You may be asking can you clarify the difference, so I have used some text from Gerhard’s paper in “The Mom Chronicles”.

“Data in a BI solution is typically at the same low frequency as that of the ERP system such as daily values. For a Plant manager that wants to know what is happening on a shift or hourly basis, BI will thus be inadequate. BI tools are typically not designed and implemented to take into account the real-time nature of manufacturing operations and its very large data rate. As such, BI are not able to handle the high frequency of data receipt and the required fast response-times of reporting/visualisation required by manufacturing operations.

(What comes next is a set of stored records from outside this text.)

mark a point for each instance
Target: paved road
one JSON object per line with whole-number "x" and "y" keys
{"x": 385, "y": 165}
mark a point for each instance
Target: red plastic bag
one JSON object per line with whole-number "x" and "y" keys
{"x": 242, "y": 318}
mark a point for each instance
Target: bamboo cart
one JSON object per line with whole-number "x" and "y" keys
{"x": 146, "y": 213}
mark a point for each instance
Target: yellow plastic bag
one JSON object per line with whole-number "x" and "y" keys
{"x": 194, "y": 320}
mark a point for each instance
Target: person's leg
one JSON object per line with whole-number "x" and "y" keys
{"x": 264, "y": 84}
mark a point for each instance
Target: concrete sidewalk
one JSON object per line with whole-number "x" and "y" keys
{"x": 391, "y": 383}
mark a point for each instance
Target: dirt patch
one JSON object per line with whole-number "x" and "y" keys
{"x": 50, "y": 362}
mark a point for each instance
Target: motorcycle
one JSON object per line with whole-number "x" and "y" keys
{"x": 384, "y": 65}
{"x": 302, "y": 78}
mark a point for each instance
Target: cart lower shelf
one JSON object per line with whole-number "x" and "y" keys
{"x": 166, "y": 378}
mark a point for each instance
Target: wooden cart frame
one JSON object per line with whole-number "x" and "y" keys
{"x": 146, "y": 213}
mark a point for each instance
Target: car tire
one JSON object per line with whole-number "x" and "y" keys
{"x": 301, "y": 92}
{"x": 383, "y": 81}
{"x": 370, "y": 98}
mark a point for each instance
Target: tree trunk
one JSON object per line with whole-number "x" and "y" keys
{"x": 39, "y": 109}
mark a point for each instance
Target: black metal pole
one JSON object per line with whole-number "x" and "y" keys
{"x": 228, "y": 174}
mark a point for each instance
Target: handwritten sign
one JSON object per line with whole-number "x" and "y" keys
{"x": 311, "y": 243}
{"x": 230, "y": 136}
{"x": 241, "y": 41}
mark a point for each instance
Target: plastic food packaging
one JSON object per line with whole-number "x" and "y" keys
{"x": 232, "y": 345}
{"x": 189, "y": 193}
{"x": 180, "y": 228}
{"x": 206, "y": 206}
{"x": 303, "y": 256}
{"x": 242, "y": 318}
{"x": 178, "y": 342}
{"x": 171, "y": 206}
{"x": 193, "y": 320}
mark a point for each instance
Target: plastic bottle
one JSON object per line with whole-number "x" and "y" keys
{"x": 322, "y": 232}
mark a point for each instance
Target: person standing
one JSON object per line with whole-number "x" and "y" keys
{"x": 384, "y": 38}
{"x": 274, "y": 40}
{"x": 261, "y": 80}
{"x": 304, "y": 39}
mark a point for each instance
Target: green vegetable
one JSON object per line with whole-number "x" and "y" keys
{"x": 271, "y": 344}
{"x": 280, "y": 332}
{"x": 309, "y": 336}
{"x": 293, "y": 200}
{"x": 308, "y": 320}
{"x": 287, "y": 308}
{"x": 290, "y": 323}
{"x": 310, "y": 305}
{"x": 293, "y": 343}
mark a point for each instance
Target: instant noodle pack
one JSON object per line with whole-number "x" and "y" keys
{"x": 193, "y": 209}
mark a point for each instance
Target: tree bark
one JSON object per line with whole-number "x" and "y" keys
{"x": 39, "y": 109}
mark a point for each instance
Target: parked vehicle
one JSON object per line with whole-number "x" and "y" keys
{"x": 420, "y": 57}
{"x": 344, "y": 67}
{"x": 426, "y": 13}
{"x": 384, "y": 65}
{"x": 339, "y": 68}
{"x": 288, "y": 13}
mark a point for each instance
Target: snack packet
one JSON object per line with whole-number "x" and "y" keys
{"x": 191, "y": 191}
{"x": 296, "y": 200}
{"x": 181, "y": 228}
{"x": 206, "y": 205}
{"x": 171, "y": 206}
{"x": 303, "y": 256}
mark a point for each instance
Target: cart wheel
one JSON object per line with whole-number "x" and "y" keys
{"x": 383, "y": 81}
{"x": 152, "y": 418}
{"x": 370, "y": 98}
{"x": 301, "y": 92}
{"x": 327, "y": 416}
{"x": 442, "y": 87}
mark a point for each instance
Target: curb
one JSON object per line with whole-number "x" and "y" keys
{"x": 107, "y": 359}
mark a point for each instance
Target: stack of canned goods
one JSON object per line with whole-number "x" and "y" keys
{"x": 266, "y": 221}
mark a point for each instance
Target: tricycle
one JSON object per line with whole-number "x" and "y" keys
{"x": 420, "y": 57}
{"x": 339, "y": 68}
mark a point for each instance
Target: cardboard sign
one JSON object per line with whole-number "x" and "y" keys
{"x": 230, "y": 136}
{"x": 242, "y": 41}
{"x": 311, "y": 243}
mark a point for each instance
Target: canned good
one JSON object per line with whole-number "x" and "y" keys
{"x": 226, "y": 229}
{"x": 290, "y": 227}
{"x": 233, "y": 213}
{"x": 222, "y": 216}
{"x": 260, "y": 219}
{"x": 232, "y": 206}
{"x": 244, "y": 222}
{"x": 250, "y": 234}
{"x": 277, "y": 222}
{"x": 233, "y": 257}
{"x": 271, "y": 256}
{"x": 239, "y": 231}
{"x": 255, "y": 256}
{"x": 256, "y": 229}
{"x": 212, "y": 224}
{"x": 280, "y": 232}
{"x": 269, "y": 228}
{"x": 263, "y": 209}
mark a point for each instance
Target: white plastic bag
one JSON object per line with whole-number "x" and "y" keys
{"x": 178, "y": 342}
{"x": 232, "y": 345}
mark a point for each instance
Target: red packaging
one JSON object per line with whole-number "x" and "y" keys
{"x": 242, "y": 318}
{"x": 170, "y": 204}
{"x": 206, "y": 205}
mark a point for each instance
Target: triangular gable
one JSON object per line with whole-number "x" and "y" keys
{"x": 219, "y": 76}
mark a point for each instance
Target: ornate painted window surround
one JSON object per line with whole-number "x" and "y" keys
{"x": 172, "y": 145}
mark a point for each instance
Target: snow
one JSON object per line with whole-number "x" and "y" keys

Executives use BI as strategic analysis and decision-making tools for the company. From their BI systems, they can see the profitability of individual plants and sites and, as such, can make the decision to close down a plant or to change the manufacturing strategy. They typically work on confirmed and validated numbers and results as they want to ensure they have accurate data when they make the decision. These validation/confirmation or auditing steps often add considerable time between the actual event and the time the data end up in the BI solution.

Site-level production personnel however cannot wait for the niceties of auditing and validation before they take action. If a report or an EMI dashboard indicates that something is wrong, it is their responsibility to investigate and take corrective action. If a feed-rate is lower than planned, the production manager is not going to wait for the confirmed result in the BI system tomorrow before he takes corrective steps. No, he is going to investigate or have someone investigate for him. If it turns out to be a false alarm, then he is glad as it is a crises averted. If something is wrong, he takes corrective action, or at least knows and expects the bad results from the BI system tomorrow. Production executives hate surprises, even good ones.

EMI systems thus have a two-fold purpose:

1. To provide early warning in real-time for potential problems in order to make decisions or take action, and

2. To provide “slice and dice” data on historical data and Operational data for process improvement, and operational status, delivering the information in time, equipment, and operational context.

EMI has data available at the granularity and frequency delivered by the individual applications. This can be from seconds to days, depending on the specific operations requirement. The data is also available per individual piece of equipment, line or processing unit and can also be rolled up into hours, shifts, days or weeks for any of these. The granularity of EMI systems is closer to real-time, and they are often used as real-time dashboards for Operations Executives.

BI may be able to provide the historical “slice and dice” data, but typically, not at the level of granularity required by operations managers. BI will not be able to provide the real-time early warning required by the plant. Both of these are thus needed to support manufacturing companies adequately.”
The challenges vendors have is how to deliver this operational information in a rapidly consumable form, with minor time and effort outside of operations. The system will need to evolve, with more operational questions answered out of the box, or an experience which enables operational people to answer these questions.